しかも、なにやら樹木を伝ってきているのか、遠くの枝が揺れまくっている……!
「頭上からだな!」
エリの鳥、光の梟が飛ぶ! さっそく新しいのを出しちゃう感じかい? そして魔物の影は俺たちの周囲を取り囲んだ!
枝の隙間から伺える姿は……でかい猿だ! 白い体毛、顔は赤く、ところどころ青い模様が入っている!
「これはバンディット・エイプだねー!」
「よぉし、やってやるぜ!」
猿たちが……いまにも襲ってきそうだ、だが以前のようには焦らないぜ、俺の右手にはアリャ、余裕で撃ち落とすだろう、左手にはフェリクス、常人よりも強いに違いない、背後の三人は言うまでもなく問題ない、しからば前方に集中、そして猿が飛び掛かってきたっ!

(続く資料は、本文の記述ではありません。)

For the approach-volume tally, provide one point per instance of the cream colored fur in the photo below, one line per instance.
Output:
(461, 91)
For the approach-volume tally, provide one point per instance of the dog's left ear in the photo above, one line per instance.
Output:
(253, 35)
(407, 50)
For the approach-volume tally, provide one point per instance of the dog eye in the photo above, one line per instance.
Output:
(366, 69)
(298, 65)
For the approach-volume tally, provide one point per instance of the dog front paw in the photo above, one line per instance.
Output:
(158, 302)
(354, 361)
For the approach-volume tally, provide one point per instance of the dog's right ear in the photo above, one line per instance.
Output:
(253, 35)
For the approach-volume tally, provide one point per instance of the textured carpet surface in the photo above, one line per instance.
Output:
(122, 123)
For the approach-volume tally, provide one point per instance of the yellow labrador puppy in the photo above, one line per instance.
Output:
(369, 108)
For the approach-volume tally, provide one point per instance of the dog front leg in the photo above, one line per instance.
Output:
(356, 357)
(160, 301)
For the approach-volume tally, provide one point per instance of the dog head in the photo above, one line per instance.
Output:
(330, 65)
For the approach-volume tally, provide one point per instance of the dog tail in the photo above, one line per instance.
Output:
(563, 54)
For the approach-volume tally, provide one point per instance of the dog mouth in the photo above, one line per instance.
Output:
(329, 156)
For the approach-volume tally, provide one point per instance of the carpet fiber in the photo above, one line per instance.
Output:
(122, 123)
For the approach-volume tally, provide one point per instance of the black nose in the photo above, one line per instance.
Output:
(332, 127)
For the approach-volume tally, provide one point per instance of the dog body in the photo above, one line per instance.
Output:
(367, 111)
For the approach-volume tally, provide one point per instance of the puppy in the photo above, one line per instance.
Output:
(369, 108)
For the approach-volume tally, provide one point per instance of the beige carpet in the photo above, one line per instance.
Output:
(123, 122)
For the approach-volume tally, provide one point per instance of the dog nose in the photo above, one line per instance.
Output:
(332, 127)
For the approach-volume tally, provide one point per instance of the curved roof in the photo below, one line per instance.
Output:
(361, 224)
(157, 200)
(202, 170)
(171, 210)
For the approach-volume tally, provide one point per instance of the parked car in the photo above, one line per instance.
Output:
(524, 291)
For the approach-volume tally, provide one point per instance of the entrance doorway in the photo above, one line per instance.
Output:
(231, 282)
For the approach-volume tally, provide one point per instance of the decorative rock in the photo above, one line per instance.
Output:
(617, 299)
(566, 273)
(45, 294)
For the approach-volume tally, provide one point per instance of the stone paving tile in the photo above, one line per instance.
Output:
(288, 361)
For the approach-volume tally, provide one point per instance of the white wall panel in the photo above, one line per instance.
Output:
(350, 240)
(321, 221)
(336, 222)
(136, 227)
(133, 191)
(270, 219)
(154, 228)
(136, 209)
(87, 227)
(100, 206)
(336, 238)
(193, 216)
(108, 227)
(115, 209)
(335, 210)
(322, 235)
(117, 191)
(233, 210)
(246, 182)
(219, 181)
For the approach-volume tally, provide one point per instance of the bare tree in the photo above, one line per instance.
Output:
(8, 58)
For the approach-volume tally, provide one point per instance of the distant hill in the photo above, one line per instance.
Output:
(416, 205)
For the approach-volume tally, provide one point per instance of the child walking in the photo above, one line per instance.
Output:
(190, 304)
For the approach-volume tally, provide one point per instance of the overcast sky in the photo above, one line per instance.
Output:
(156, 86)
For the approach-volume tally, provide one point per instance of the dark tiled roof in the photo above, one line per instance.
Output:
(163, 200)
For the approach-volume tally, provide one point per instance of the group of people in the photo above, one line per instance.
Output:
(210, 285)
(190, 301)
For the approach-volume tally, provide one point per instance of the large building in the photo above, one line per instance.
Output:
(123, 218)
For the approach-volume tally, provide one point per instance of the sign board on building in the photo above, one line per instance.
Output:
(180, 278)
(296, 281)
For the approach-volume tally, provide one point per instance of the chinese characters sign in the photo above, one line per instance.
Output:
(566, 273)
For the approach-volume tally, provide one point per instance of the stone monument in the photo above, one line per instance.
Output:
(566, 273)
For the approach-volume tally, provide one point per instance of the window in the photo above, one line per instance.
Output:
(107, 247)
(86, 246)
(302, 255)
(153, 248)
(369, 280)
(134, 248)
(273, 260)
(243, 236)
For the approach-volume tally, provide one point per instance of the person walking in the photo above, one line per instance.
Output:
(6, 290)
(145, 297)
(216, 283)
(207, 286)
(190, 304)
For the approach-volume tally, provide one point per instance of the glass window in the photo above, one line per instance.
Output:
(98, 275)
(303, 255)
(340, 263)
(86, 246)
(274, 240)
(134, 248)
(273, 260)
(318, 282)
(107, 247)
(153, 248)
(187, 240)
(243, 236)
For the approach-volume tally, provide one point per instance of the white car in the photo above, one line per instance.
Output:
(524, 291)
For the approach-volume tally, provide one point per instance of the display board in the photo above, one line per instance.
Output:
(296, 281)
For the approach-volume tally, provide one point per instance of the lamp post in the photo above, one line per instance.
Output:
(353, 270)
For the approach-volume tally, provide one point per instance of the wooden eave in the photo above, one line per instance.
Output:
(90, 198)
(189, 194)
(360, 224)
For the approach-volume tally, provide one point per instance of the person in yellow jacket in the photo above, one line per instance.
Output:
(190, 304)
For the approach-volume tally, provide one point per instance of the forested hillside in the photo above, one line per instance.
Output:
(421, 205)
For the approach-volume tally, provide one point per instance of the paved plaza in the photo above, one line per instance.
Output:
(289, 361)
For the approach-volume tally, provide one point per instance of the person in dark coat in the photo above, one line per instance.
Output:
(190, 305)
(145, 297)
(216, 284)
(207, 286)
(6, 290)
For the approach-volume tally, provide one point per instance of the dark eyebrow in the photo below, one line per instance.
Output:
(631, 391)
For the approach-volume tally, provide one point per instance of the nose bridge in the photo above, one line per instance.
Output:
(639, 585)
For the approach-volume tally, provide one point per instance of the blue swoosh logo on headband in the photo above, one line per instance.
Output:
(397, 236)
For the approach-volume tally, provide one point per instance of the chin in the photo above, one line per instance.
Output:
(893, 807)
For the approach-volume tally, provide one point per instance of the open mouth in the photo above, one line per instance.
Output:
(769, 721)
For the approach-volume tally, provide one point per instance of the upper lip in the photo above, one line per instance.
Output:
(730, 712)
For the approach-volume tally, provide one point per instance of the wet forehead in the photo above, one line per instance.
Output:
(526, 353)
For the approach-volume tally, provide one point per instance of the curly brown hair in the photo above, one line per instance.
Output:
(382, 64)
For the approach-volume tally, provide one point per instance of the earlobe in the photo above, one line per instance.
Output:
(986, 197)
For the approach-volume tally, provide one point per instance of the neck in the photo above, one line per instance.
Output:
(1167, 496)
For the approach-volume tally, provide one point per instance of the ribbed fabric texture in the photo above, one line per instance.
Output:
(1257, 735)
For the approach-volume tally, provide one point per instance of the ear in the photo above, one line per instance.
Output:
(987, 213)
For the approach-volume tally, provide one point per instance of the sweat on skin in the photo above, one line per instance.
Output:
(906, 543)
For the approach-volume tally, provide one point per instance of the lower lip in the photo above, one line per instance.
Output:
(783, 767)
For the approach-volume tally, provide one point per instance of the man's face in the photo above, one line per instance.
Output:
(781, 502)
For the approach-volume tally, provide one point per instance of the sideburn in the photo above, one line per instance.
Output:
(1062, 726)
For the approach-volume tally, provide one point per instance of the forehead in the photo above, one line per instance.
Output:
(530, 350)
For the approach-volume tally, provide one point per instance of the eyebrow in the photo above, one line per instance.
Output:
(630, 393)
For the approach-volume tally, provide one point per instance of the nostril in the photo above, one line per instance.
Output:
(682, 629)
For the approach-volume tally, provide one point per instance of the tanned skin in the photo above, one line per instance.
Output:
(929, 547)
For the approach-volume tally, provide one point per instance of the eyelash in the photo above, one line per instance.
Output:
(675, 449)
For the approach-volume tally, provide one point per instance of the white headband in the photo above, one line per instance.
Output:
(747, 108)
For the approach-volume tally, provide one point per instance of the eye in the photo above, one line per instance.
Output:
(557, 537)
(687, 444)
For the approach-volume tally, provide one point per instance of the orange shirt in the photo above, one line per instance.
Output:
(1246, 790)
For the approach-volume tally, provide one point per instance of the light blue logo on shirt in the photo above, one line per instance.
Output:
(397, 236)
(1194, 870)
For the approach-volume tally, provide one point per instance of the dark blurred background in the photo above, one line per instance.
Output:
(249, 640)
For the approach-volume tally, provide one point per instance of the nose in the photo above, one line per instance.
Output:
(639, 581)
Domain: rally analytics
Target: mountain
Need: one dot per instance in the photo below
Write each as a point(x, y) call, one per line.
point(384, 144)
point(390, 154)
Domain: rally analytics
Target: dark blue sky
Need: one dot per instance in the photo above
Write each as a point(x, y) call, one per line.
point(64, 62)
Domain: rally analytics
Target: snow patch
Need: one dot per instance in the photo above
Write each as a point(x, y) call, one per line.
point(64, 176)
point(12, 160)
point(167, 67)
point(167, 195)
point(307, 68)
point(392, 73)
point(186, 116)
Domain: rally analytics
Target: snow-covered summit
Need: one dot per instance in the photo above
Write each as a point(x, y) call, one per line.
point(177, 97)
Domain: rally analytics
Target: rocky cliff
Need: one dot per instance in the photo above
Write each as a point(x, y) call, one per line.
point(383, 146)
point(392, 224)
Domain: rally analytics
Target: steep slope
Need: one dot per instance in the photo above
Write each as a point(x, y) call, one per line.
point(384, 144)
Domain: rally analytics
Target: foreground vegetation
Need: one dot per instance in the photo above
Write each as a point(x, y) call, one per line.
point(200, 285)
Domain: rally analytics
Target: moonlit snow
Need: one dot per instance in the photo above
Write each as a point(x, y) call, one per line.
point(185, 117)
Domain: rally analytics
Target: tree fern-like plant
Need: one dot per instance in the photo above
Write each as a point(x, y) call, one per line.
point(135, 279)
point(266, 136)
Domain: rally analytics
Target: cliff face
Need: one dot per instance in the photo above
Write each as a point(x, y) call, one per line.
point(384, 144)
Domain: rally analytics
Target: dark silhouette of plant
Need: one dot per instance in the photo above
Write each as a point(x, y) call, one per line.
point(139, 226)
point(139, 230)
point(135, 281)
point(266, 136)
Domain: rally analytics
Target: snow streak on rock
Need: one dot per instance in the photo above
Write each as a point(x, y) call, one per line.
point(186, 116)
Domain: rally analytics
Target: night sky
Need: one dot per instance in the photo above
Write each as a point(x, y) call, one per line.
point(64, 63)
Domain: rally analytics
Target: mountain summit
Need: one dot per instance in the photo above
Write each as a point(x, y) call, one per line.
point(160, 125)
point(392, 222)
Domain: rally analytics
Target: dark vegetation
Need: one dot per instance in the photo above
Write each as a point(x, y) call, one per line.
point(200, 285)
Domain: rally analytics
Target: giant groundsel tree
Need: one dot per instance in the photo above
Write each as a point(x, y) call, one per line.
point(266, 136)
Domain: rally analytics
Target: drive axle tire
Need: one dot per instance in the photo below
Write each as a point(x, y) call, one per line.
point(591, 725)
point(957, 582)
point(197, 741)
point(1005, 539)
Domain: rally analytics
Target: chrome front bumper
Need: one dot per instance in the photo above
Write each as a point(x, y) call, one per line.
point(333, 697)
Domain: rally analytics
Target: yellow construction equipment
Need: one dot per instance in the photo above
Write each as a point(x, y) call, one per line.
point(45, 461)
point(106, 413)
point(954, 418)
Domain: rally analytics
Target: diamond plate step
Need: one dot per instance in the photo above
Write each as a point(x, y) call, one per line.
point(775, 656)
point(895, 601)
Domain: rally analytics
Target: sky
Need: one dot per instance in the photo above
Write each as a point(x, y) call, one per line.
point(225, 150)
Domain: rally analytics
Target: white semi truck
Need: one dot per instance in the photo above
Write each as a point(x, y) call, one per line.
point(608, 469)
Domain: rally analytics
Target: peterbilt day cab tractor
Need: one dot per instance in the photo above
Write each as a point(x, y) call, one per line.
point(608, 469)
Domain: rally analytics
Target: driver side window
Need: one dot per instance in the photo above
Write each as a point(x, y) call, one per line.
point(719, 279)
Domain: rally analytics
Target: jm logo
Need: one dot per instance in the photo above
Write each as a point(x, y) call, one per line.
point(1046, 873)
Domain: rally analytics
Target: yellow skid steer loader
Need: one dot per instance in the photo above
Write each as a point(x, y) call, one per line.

胸を狙って撃つ、当たった! 猿は眼前に落下、とどめに後頭部に一撃、完全に沈黙……って、フェリクスがやばいっ! 首根っこを掴まれ、爪の餌食になりそうっ……だが、鳩みたいなのが猿の目を覆う! よし、スティンガーでっ……って、フェリクスが投げ飛ばされて俺に飛んでくるっ!
「おおっと……!」
俺は抱き留め、ええっと邪魔だ、横に放り投げて猿に二発撃つ、倒れたな!
「それは弱いぞ、お前が守ってやれ」
えっ、そうなの? 上からまだ降ってくる、一発撃って強襲を阻止、とどめの二発目……って、刃がない、そういや五発までか、猿が三匹突っ込んでくるっ、しかし光の燕が奴らの眼前を横断、怯ませたいまがチャンスだ! スティンガーで一体貫く! 二体目が闇雲に爪を振り回すのを盾で防ぎ、蹴り上げっ……三匹目が飛び掛かってくる、梟が横っ腹に突撃し吹っ飛ばす、そこにアリャの矢で追い討ち、蹴っ飛ばした奴はどこへ? 樹に登っている、弾倉を交換! 撃ち落としてやるぜっ!
「目障りだっ!」
猛烈な炸裂音が辺りに響くぅっ? 赤い何かが暴れ狂っている……って黒エリの鞭かよ!
「もっとしばかれたいかっ、猿どもがっ!」
うわぁ……黒エリの周囲の猿がすごい怯えた顔して後退していってるよ……。あれすっごい痛いからな……戦いともなれば俺が食らったのよりずっと痛いだろう……!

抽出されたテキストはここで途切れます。